Claude Code With Your GPU
Fahd Mirza explains.
I have previously tried to do this a couple of different ways - using my local GPU for one of the CLI programming tools. Upgrading to Claude Max at $100/month has been an excellent solution, but I am still curious, so when I saw this Fahd Mirza video …
Here’s what I did to get it running:
Step 1 add some environment variables, log out, log back in to make them live.
export ANTHROPIC_AUTH_TOKEN=ollama
export ANTHROPIC_BASE_URL=http://localhost:11434
Step 2 get a Qwen Coder that will fit your GPU - in my case this 7B makes sense.
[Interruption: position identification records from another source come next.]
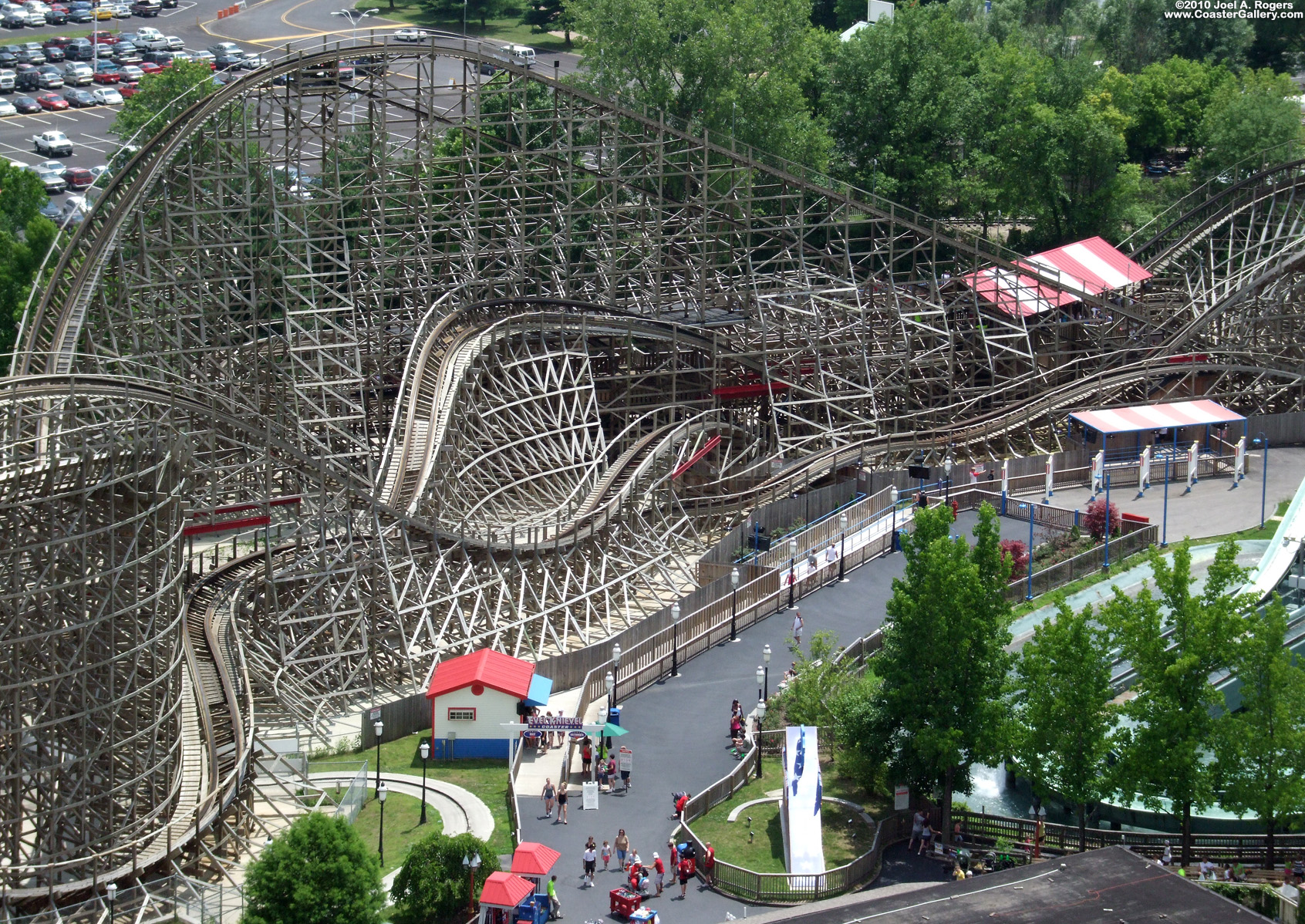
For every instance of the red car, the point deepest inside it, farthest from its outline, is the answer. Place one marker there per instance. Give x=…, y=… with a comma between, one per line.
x=51, y=101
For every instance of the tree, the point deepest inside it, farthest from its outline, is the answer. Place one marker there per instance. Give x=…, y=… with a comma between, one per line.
x=942, y=699
x=431, y=886
x=728, y=68
x=316, y=872
x=1095, y=516
x=1173, y=642
x=1261, y=747
x=160, y=98
x=1064, y=713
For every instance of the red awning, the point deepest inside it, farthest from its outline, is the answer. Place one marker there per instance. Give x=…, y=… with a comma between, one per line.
x=505, y=890
x=1156, y=416
x=533, y=859
x=1090, y=267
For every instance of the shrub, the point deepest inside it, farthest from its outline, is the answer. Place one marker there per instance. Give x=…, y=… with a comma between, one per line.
x=1094, y=518
x=1018, y=555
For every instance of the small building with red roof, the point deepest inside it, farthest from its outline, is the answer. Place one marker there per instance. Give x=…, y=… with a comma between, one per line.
x=473, y=696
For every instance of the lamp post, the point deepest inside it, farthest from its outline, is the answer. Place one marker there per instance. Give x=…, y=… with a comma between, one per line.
x=842, y=545
x=1263, y=481
x=426, y=754
x=381, y=792
x=471, y=865
x=893, y=497
x=792, y=569
x=1029, y=592
x=675, y=639
x=733, y=603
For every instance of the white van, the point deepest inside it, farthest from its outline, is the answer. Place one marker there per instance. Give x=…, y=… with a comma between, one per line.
x=521, y=55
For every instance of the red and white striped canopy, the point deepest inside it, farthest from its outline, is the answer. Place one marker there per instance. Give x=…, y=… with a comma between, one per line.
x=1156, y=416
x=1090, y=267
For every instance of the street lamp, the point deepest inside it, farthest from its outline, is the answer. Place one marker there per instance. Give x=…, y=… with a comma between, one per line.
x=1263, y=481
x=471, y=865
x=893, y=496
x=675, y=639
x=733, y=603
x=381, y=792
x=1029, y=593
x=426, y=754
x=792, y=569
x=842, y=545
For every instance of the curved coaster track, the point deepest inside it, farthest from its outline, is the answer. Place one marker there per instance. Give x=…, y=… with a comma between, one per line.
x=497, y=375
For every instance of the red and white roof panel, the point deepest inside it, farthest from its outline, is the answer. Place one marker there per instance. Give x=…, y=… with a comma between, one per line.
x=1090, y=267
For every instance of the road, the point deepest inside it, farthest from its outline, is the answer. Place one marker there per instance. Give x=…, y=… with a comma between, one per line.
x=268, y=28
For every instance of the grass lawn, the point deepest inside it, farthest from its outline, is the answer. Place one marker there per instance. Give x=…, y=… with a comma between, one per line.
x=401, y=826
x=765, y=852
x=1135, y=560
x=484, y=777
x=504, y=29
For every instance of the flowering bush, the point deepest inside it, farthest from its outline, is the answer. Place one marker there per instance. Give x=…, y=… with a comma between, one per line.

Step 3 this is ollama.service, use 4-bit KV cache to save ~50-70% VRAM, don’t forget to restart the ollama service after making the change.
[Unit]
Description=Ollama Service
After=network-online.target
[Service]
ExecStart=/usr/local/bin/ollama serve
User=ollama
Group=ollama
Restart=always
RestartSec=3
Environment=”PATH=/root/.local/bin:/usr/local/sbin:/usr/local/bin:/usr$
Environment=”OLLAMA_KV_CACHE_TYPE=q4_0”
[Install]
WantedBy=default.target
Step 4 make a Modelfile
FROM qwen2.5-coder:7b
# Set the context window to 128k
PARAMETER num_ctx 131072
Step 5 make a new Ollama model with the expanded context
ollama create qwen7b-128k -f Modelfile
Step 6 load the model
ollama run qwen7b-128k:latest
Step 7 run Claude with the model
claude --model qwen7b-128k:latest
Results:
The model is smart enough to write Hello, world!
But not swift enough to actually save it in hello.py - I tried half a dozen different ways to coax it to do this.
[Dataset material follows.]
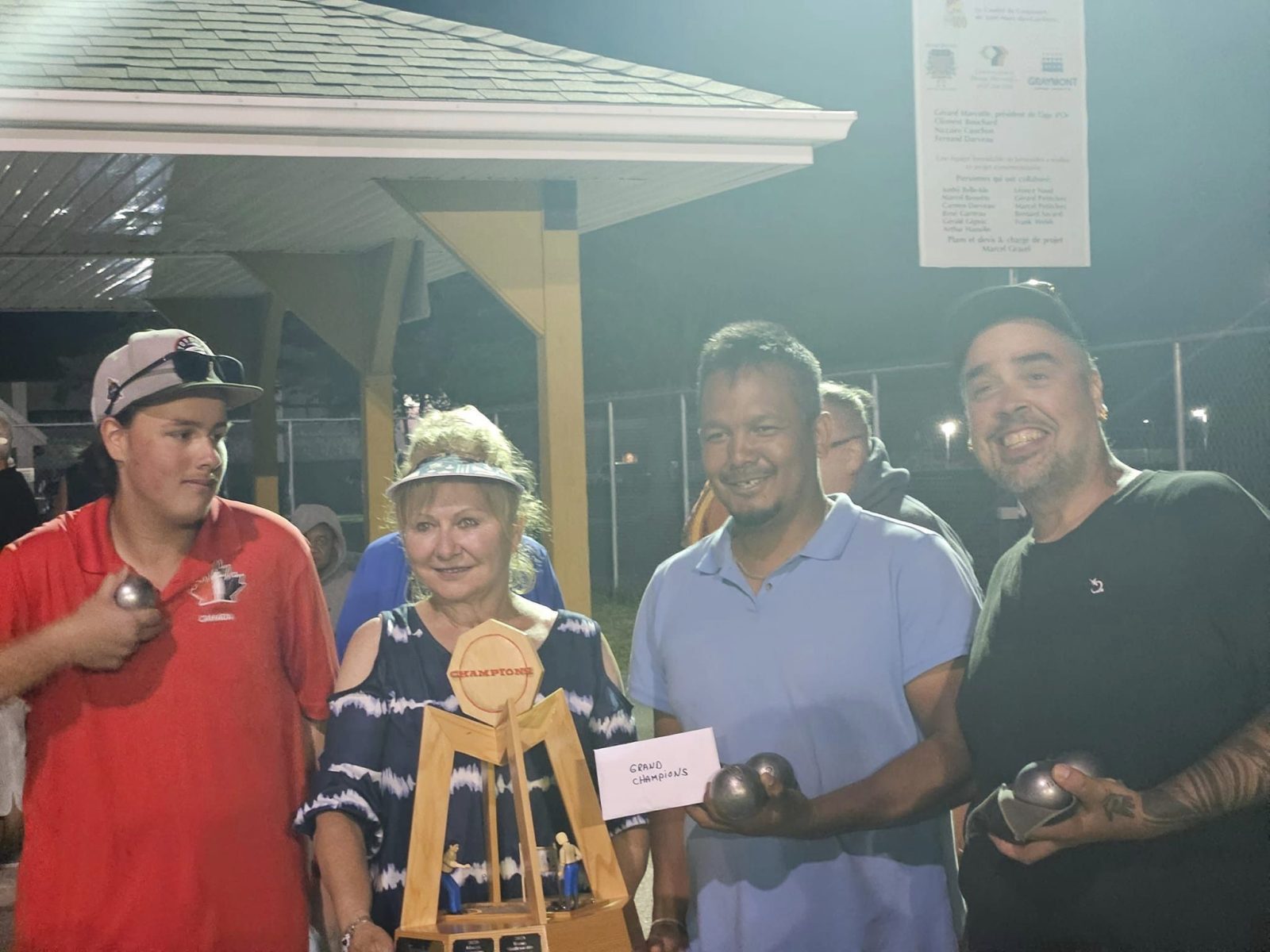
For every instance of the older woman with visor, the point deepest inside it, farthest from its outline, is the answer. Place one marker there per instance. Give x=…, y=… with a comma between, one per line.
x=461, y=503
This might have more to do with my lack of knowledge with this particular harness rather than the limited 7B model. Fahd is working with 4x the VRAM I have, a lot of the time I see him doing something interesting, then I check and not even a 32GB RTX 5090 will do the job, to say nothing of my little 16GB GPU. I’m just pleased I got this to run at all.
Conclusion:
Ollama is a petting zoo, lots of stuff in there that’s interesting to look at, but it’s not production ready. I have Ollama on my Mac and I installed it in the vLLM virtual machine just to get a look at this setup. The next step will be getting one of the Anthropic proxies to run with vLLM, so I have both APIs available and I don’t have to muck around with changing daemons like this.
And now I will get back to the work needed to get the startup funded, so I’m no longer the GPU equivalent of a full grown male Maine Coon trying to sit in a cigar box.